India's central bank has asked state-run and private lenders to refrain from betting heavily against the rupee in an effort to support the currency which has been teetering near record-low levels for the past three trading sessions, four sources said.
The Reserve Bank of India (RBI) informally communicated the instructions to bankers via phone calls on Oct. 7 with the rupee at risk of breaching its record low of 83.9850 per U.S. dollar, the sources said.
The RBI has asked banks to avoid large bets against the rupee and the instructions are a form of "oral intervention" by the central bank, a senior banker at a private bank said.
The news has not been previously reported.
The sources declined to be identified as they are not authorised to speak to the media. The RBI did not immediately respond to a mail requesting comment. Reuters could not ascertain the full list of banks the RBI called.

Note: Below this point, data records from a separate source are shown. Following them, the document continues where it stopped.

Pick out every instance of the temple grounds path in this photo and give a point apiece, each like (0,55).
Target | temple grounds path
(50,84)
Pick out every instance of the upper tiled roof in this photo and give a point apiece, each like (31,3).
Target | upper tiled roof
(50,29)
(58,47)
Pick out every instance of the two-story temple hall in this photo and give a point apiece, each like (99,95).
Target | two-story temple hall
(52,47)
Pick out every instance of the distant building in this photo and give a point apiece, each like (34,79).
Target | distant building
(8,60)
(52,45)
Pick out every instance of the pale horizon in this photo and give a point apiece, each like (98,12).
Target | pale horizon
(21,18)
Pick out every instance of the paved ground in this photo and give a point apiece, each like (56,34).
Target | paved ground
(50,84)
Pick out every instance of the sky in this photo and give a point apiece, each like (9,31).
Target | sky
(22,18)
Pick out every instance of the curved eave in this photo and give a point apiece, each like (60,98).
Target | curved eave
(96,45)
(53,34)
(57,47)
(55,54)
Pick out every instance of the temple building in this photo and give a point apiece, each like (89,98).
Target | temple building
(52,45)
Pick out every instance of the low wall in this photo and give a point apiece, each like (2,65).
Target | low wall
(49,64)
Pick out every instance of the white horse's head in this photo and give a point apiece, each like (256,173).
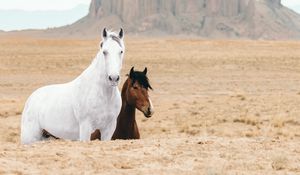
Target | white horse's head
(112,50)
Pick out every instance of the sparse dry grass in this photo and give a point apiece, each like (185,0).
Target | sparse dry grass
(221,107)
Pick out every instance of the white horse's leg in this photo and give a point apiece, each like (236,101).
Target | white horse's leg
(108,131)
(30,131)
(85,131)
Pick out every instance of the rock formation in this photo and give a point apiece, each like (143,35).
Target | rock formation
(254,19)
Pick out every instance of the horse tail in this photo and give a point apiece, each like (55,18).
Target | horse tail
(30,129)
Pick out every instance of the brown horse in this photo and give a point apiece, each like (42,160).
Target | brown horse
(134,96)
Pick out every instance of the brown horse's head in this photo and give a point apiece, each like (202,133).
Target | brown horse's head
(137,92)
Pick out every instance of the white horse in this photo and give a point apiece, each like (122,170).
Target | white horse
(76,109)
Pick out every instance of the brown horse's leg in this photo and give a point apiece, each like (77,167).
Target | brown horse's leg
(96,135)
(46,134)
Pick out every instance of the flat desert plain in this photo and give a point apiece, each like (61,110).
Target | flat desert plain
(221,107)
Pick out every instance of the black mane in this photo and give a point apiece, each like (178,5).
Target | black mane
(141,78)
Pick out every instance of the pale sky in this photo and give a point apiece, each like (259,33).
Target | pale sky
(33,5)
(41,14)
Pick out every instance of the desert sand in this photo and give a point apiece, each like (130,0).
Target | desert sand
(221,107)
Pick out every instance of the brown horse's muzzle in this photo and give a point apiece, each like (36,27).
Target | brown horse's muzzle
(148,111)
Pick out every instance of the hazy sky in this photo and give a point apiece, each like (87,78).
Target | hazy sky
(13,15)
(33,5)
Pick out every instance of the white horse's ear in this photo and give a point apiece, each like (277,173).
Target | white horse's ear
(121,33)
(145,71)
(104,33)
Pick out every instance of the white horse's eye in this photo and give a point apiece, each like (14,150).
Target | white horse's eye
(105,52)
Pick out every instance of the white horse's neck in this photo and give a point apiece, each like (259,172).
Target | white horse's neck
(94,77)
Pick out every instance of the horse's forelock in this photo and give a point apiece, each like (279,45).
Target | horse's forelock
(142,79)
(114,37)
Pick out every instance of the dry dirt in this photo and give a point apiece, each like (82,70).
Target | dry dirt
(221,107)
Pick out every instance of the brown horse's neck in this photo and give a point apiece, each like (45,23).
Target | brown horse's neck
(126,124)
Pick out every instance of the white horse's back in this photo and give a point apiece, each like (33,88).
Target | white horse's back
(75,109)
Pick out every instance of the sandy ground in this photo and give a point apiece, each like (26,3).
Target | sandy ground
(221,107)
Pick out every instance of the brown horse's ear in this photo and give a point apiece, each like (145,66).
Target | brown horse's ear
(131,72)
(145,71)
(121,33)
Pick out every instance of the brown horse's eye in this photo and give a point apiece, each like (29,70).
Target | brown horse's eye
(105,52)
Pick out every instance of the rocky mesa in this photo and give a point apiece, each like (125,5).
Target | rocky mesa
(253,19)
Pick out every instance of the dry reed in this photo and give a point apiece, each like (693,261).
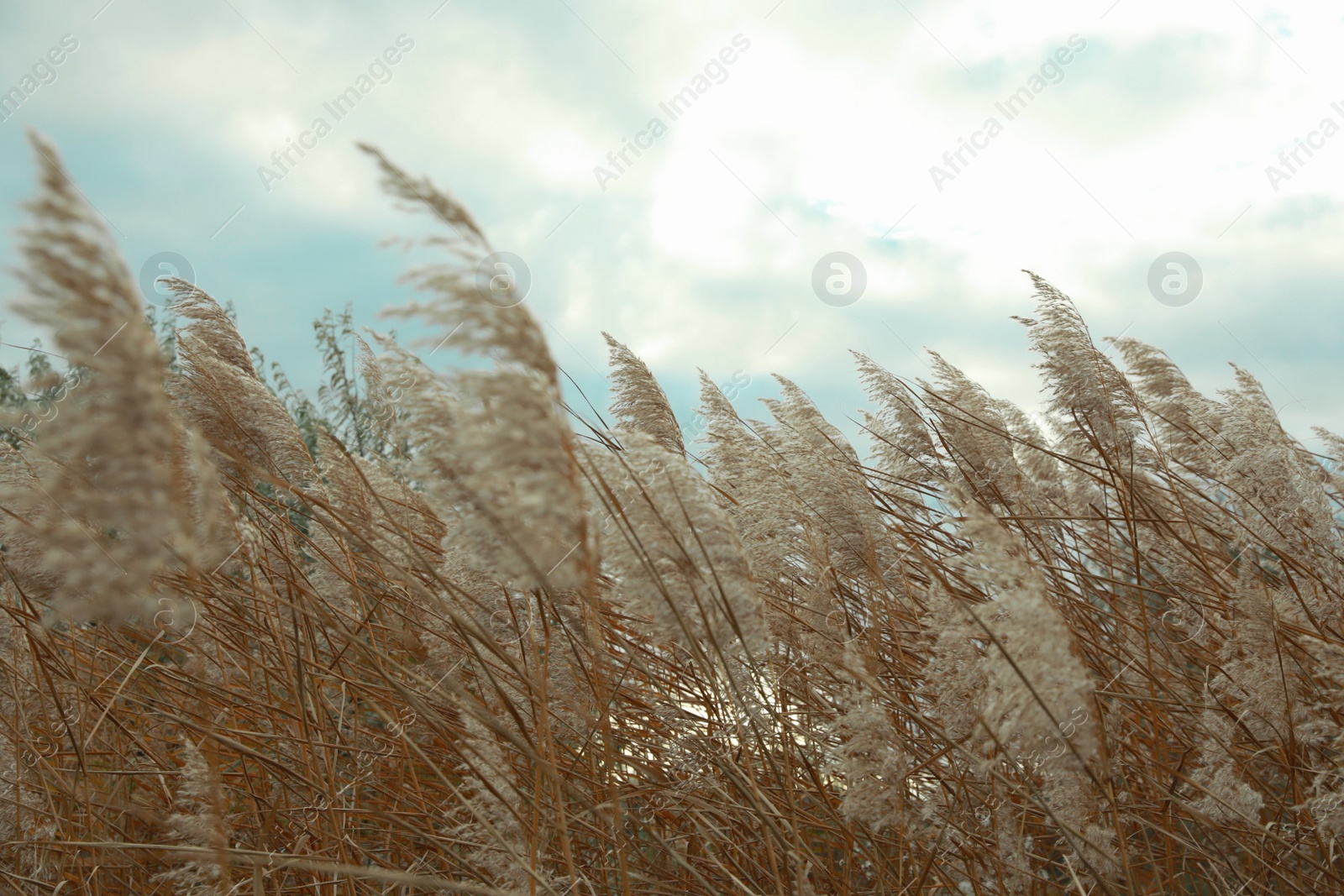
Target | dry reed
(447,638)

The central bank steps in occasionally to support the rupee via moral suasion and had last done something similar in early August.
The rupee has been under pressure because of a surge in portfolio outflows, higher oil prices and strength in the dollar after U.S. economic data diminished hopes of large rate cuts by the Federal Reserve.

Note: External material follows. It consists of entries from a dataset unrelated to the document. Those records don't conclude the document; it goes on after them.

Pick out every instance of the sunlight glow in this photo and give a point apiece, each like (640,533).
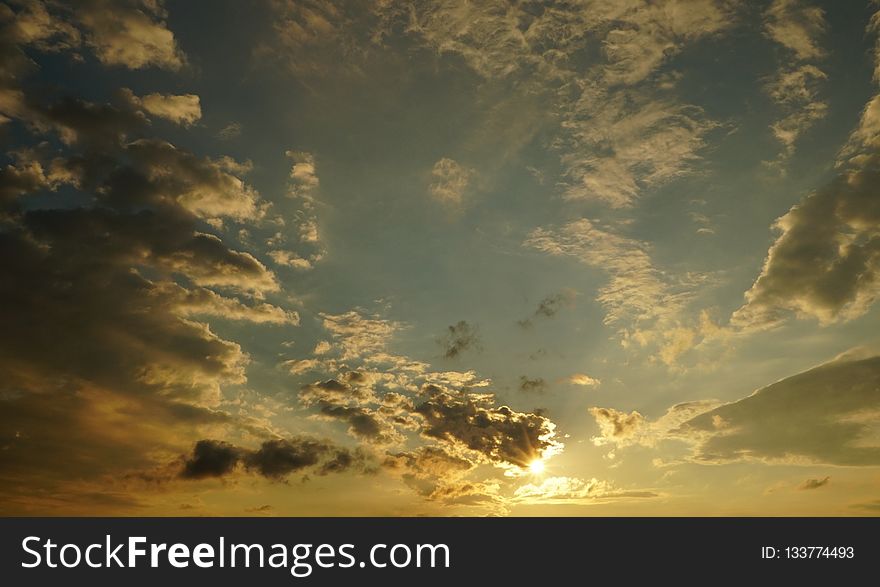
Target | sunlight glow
(536,467)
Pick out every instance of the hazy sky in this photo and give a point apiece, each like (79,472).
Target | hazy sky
(439,257)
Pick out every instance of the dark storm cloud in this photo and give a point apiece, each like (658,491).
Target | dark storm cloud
(824,415)
(498,433)
(364,423)
(826,261)
(211,458)
(275,459)
(103,286)
(459,338)
(438,475)
(815,483)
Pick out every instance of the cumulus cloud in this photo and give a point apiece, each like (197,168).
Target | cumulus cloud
(131,33)
(536,385)
(828,414)
(290,259)
(498,435)
(620,134)
(798,27)
(572,490)
(636,292)
(230,131)
(621,429)
(450,181)
(275,459)
(184,109)
(460,337)
(303,175)
(623,143)
(824,263)
(112,284)
(550,306)
(814,483)
(583,380)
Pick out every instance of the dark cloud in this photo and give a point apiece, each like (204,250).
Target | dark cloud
(550,306)
(331,391)
(825,262)
(107,358)
(275,459)
(815,483)
(459,338)
(211,458)
(498,434)
(824,415)
(438,475)
(364,424)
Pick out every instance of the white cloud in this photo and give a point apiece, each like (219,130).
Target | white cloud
(185,109)
(450,181)
(131,33)
(582,379)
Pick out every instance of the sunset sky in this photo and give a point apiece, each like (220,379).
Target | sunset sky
(439,257)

Overseas investors have pulled out about $4 billion from Indian stocks over the last four sessions while Brent oil prices have climbed to their highest since August, fuelled by concerns of a wider conflict in the Middle East.
But the "central bank has made its intentions clear about defending 84 and is unlikely to allow a breach of it soon", a senior banker at a state-run bank said, referring to the central bank's instructions on Oct. 7.
The RBI has also intervened in the non-deliverable forwards and local spot market, traders said.
The central bank's defence has meant the rupee has fallen 0.3% over last week while its Asian peers have declined between 0.6 to 2.7 percent in the same time period.
"We expect RBI to remain an important player and cap any sharp moves in INR both ways," MUFG Bank said in a note on Oct. 7.